Bitmap example: Animated spinning moon
The Animated spinning moon example demonstrates techniques for working with Bitmap objects and bitmap image data (BitmapData objects). The example creates an animation of a spinning, spherical moon using a flat image of the moon's surface as the raw image data. The following techniques are demonstrated:
Loading an external image and accessing its raw image data
Creating animation by repeatedly copying pixels from different parts of a source image
Creating a bitmap image by setting pixel values
To get the application files for this sample, see FlashPlatformAS3DevGuideExamples.zip. The Animated spinning moon application files can be found in the Samples/SpinningMoon folder. The application consists of the following files:
File | Description |
---|---|
SpinningMoon.mxml or SpinningMoon.fla | The main application file in Flex (MXML) or Flash (FLA). |
com/example/programmingas3/moon/MoonSphere.as | Class that performs the functionality of loading, displaying, and animating the moon. |
moonMap.png | Image file containing a photograph of the moon's surface, which is loaded and used to create the animated, spinning moon. |
Loading an external image as bitmap data
The first main task this sample performs is loading an external image file,
which is a photograph of the moon's surface. The loading operation is handled by
two methods in the MoonSphere class: the MoonSphere()
constructor, where the
loading process is initiated, and the imageLoadComplete()
method, which is
called when the external image is completely loaded.
Loading an external image is similar to loading an external SWF; both use an
instance of the flash.display.Loader class to perform the loading operation. The
actual code in the MoonSphere()
method that starts loading the image is as
follows:
var imageLoader:Loader = new Loader();
imageLoader.contentLoaderInfo.addEventListener(Event.COMPLETE, imageLoadComplete);
imageLoader.load(new URLRequest("moonMap.png"));
The first line declares the Loader instance named imageLoader
. The third line
actually starts the loading process by calling the Loader object's load()
method, passing a URLRequest instance representing the URL of the image to load.
The second line sets up the event listener that will be triggered when the image
has completely loaded.

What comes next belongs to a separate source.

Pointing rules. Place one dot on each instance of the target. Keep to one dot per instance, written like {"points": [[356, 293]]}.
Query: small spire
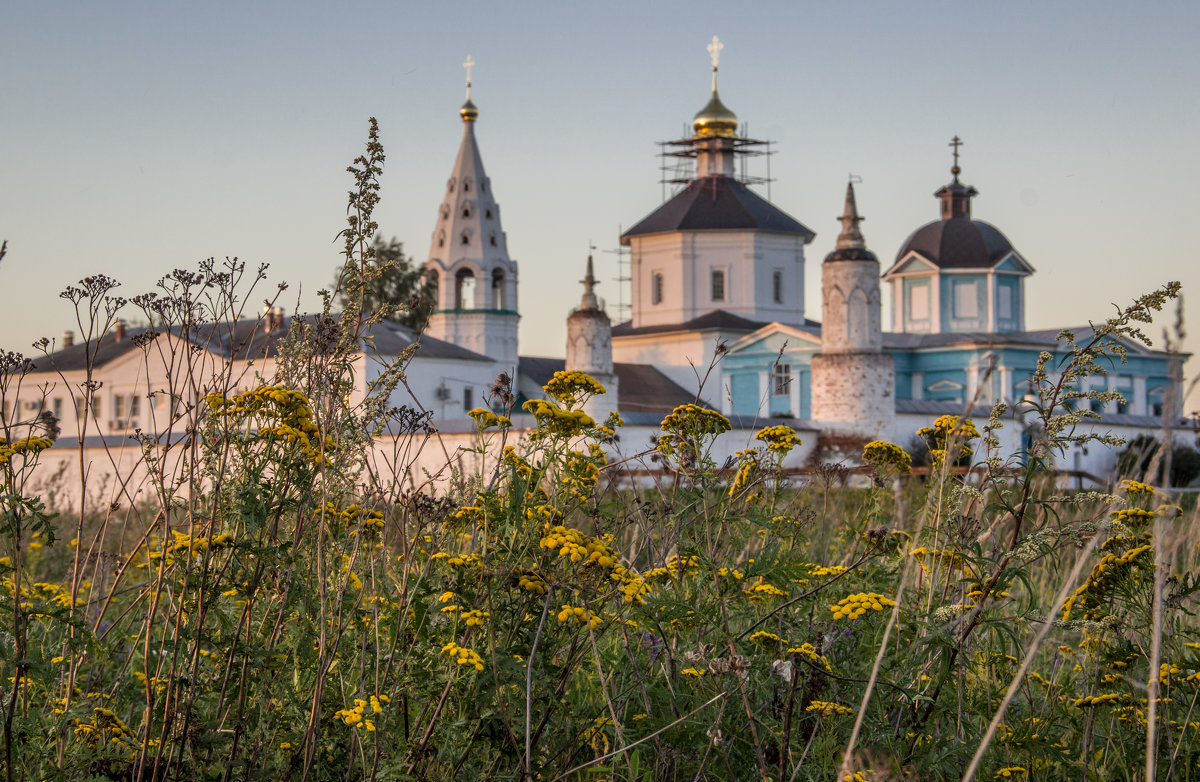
{"points": [[957, 197], [468, 112], [851, 238], [589, 282]]}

Notice that the addEventListener()
method is not called
on the Loader instance itself; instead, it's called on the Loader object's
contentLoaderInfo
property. The Loader instance itself doesn't dispatch events
relating to the content being loaded. Its contentLoaderInfo
property, however,
contains a reference to the LoaderInfo object that's associated with the content
being loaded into the Loader object (the external image in this case). That
LoaderInfo object does provide several events relating to the progress and
completion of loading the external content, including the complete
event
(Event.COMPLETE
) that will trigger a call to the imageLoadComplete()
method
when the image has completely loaded.
While starting the external image loading is an important part of the process,
it's equally important to know what to do when it finishes loading. As shown in
the code above, the imageLoadComplete()
function is called when the image is
loaded. That function does several things with the loaded image data, described
subsequently. However, to use the image data, it needs to access that data. When
a Loader object is used to load an external image, the loaded image becomes a
Bitmap instance, which is attached as a child display object of the Loader
object. In this case, the Loader instance is available to the event listener
method as part of the event object that's passed to the method as a parameter.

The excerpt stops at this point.